C’è un’inversione dell’ordine delle causalità sulle quali è necessario riflettere.
È sul tasso di interesse in quanto tale che si deve concentrare l’attenzione, distogliendola dalle ossessive icone mediatiche e dai diagrammi sull’andamento dello spread.
Ed in effetti, se si considera il problema delle oscillazioni dei tassi in modo oggettivo è difficile non convenire sul fatto che il tasso di interesse dipende essenzialmente dalla domanda di titoli del debito pubblico.
Se la richiesta dei titoli cresce, il prezzo del collocamento simmetricamente sale e, dunque, il tasso di interesse si abbassa.

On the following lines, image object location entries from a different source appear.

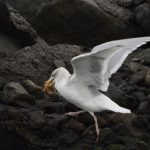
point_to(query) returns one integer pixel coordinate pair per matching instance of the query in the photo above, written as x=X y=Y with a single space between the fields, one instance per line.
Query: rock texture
x=86 y=22
x=32 y=120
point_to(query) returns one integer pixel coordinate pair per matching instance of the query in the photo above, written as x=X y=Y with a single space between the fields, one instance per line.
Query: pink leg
x=75 y=113
x=96 y=126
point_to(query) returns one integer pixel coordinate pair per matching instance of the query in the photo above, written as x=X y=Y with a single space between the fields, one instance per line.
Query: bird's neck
x=62 y=80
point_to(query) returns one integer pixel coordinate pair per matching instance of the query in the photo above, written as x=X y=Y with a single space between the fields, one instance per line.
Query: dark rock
x=59 y=63
x=13 y=26
x=142 y=15
x=138 y=77
x=71 y=25
x=15 y=94
x=74 y=125
x=68 y=137
x=54 y=122
x=37 y=119
x=134 y=67
x=148 y=98
x=146 y=61
x=147 y=78
x=138 y=2
x=51 y=107
x=2 y=83
x=33 y=89
x=124 y=3
x=140 y=96
x=144 y=107
x=142 y=145
x=116 y=147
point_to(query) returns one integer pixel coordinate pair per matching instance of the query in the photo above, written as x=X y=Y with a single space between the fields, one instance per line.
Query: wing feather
x=96 y=68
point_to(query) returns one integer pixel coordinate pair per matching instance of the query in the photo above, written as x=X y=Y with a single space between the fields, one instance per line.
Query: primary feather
x=96 y=68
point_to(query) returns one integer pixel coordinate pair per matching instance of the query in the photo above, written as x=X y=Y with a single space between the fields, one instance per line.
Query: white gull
x=91 y=75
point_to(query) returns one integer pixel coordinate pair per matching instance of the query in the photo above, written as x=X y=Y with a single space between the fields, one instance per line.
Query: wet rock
x=142 y=145
x=59 y=63
x=51 y=107
x=146 y=61
x=134 y=67
x=140 y=96
x=2 y=83
x=138 y=77
x=116 y=147
x=147 y=78
x=13 y=26
x=37 y=119
x=142 y=15
x=138 y=2
x=68 y=137
x=144 y=107
x=68 y=26
x=33 y=89
x=15 y=94
x=54 y=122
x=74 y=125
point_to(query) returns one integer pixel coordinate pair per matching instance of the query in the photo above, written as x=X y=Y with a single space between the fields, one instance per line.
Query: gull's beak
x=49 y=86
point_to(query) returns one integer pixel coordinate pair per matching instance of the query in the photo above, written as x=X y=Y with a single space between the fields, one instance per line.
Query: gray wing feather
x=96 y=68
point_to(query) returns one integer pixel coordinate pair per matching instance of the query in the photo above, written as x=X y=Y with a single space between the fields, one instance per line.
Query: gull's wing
x=95 y=68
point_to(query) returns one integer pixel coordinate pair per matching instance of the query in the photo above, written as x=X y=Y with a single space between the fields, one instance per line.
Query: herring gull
x=91 y=76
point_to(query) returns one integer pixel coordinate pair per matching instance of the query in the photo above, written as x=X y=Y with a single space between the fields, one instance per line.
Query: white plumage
x=91 y=74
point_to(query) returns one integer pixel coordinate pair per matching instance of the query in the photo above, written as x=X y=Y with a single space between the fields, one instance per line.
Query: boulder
x=80 y=22
x=15 y=94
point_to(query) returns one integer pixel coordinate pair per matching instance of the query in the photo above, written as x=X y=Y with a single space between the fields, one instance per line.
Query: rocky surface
x=32 y=120
x=86 y=22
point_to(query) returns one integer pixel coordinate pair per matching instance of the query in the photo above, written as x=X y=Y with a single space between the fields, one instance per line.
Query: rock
x=142 y=145
x=148 y=98
x=146 y=61
x=68 y=26
x=54 y=122
x=140 y=96
x=37 y=119
x=116 y=147
x=74 y=125
x=15 y=94
x=144 y=107
x=135 y=59
x=124 y=3
x=2 y=83
x=147 y=78
x=134 y=67
x=15 y=31
x=51 y=107
x=68 y=137
x=33 y=89
x=138 y=77
x=59 y=63
x=142 y=15
x=138 y=2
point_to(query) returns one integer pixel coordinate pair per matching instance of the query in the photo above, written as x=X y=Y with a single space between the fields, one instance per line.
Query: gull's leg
x=96 y=125
x=75 y=113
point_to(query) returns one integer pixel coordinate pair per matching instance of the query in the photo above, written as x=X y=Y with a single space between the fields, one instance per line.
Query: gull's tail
x=122 y=110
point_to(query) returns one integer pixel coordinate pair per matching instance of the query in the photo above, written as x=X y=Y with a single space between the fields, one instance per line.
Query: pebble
x=59 y=63
x=15 y=94
x=147 y=78
x=134 y=67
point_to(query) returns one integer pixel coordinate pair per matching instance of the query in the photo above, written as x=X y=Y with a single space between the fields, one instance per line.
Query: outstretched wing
x=95 y=68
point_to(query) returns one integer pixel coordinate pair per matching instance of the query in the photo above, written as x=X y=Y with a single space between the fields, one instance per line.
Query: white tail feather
x=121 y=110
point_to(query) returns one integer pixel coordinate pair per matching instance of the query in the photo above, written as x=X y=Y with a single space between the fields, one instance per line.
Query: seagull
x=84 y=88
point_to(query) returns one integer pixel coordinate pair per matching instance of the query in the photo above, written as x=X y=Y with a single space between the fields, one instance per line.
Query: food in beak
x=49 y=86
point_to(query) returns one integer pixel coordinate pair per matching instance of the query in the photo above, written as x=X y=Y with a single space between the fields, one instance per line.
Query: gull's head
x=57 y=76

La domanda di titoli dipende, a sua volta, essenzialmente dall’offerta di moneta a fronte di certe ipotesi di costo e rendimento dei titoli.
Se le cose stanno in questo modo, allora la domanda da porsi è la seguente: cosa è che, a partire dal terzo trimestre del 2012, sta spingendo la liquidità monetaria verso (anche) i nostri Btp, facendo salire la domanda di titoli di Stato italiani in modo tale da abbatterne il costo, determinando di conseguenza anche la diminuzione dello spread tra Bund e Btp decennali, nonostante il peggioramento di quei fattori critici che, secondo la vulgata dominante, avrebbe dovuto spingere in alto lo spread ?

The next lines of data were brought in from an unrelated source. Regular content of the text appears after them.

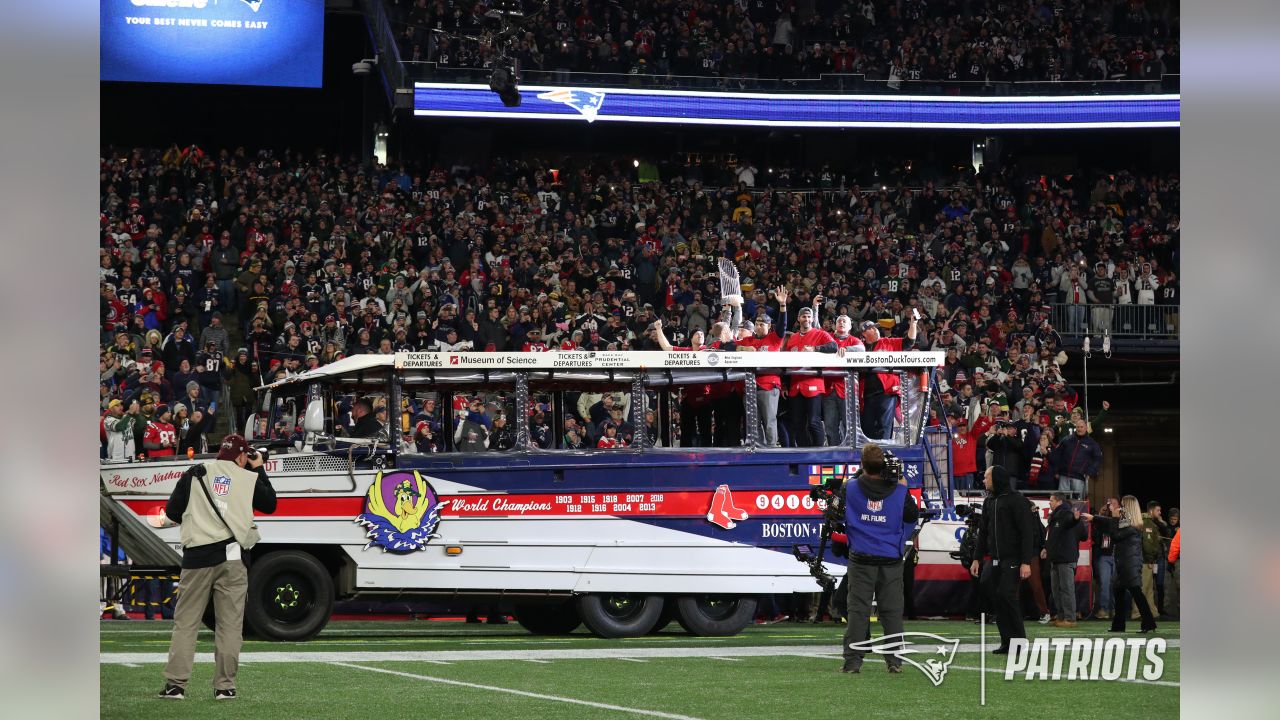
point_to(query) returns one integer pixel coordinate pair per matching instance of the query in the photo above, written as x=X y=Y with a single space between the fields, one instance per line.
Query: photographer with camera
x=1009 y=537
x=214 y=502
x=880 y=516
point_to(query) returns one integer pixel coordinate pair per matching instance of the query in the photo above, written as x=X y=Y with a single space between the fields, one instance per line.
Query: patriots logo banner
x=931 y=654
x=586 y=101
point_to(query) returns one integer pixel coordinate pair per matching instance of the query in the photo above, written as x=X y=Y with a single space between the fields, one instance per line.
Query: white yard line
x=522 y=693
x=626 y=654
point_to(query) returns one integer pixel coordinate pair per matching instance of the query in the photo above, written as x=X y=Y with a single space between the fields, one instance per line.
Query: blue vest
x=876 y=527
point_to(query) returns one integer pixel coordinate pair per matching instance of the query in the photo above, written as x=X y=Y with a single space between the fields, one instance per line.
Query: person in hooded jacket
x=1127 y=532
x=1008 y=536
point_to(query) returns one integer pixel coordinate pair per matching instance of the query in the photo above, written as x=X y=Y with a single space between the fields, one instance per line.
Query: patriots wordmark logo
x=222 y=484
x=928 y=652
x=586 y=101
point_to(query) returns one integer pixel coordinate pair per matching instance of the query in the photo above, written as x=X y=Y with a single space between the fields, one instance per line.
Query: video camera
x=830 y=497
x=968 y=551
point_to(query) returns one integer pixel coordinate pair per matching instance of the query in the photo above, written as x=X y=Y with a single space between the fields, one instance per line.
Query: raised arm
x=662 y=337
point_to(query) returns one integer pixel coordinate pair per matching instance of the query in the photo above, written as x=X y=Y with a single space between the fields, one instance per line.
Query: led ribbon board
x=270 y=42
x=627 y=105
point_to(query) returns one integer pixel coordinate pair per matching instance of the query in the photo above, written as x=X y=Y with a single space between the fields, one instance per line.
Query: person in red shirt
x=804 y=395
x=695 y=409
x=881 y=391
x=534 y=342
x=964 y=446
x=833 y=401
x=768 y=384
x=160 y=437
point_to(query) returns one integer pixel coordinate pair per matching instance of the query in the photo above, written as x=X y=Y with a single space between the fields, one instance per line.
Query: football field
x=448 y=669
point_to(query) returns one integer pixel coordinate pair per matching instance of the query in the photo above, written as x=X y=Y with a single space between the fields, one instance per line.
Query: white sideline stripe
x=1139 y=682
x=522 y=693
x=627 y=654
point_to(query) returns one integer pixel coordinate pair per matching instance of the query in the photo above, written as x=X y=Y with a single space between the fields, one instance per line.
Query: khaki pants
x=1148 y=588
x=228 y=584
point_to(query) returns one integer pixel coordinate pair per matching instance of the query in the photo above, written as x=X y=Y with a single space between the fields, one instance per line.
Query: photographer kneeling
x=214 y=536
x=880 y=515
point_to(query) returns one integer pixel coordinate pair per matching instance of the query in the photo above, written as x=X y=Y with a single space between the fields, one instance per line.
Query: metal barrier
x=384 y=41
x=1121 y=320
x=842 y=83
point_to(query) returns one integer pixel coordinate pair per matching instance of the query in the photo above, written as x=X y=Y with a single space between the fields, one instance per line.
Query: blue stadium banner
x=634 y=105
x=269 y=42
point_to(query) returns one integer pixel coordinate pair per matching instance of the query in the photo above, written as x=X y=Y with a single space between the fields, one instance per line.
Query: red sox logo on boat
x=723 y=513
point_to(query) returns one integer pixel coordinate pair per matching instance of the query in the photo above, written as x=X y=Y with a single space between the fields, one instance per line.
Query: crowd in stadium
x=223 y=269
x=887 y=40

A questo punto dovrebbe apparire chiaro che la risposta a tale quesito, prescindendo completamente dalla “forzata correlazione” dei titoli di debito di Italia e Germania, vada più correttamente ricercata in un fattore esogeno agli stessi e che incide su entrambi condizionandone l’andamento.
Nella sostanza, la ragione della parabola discendente dello spread è che la domanda dei titoli di debito pubblico espressi in euro (quindi di tutti gli Stati membri dell’Eurozona) dipende, in prima battuta ed essenzialmente, dal tasso di cambio tra il dollaro e l’euro.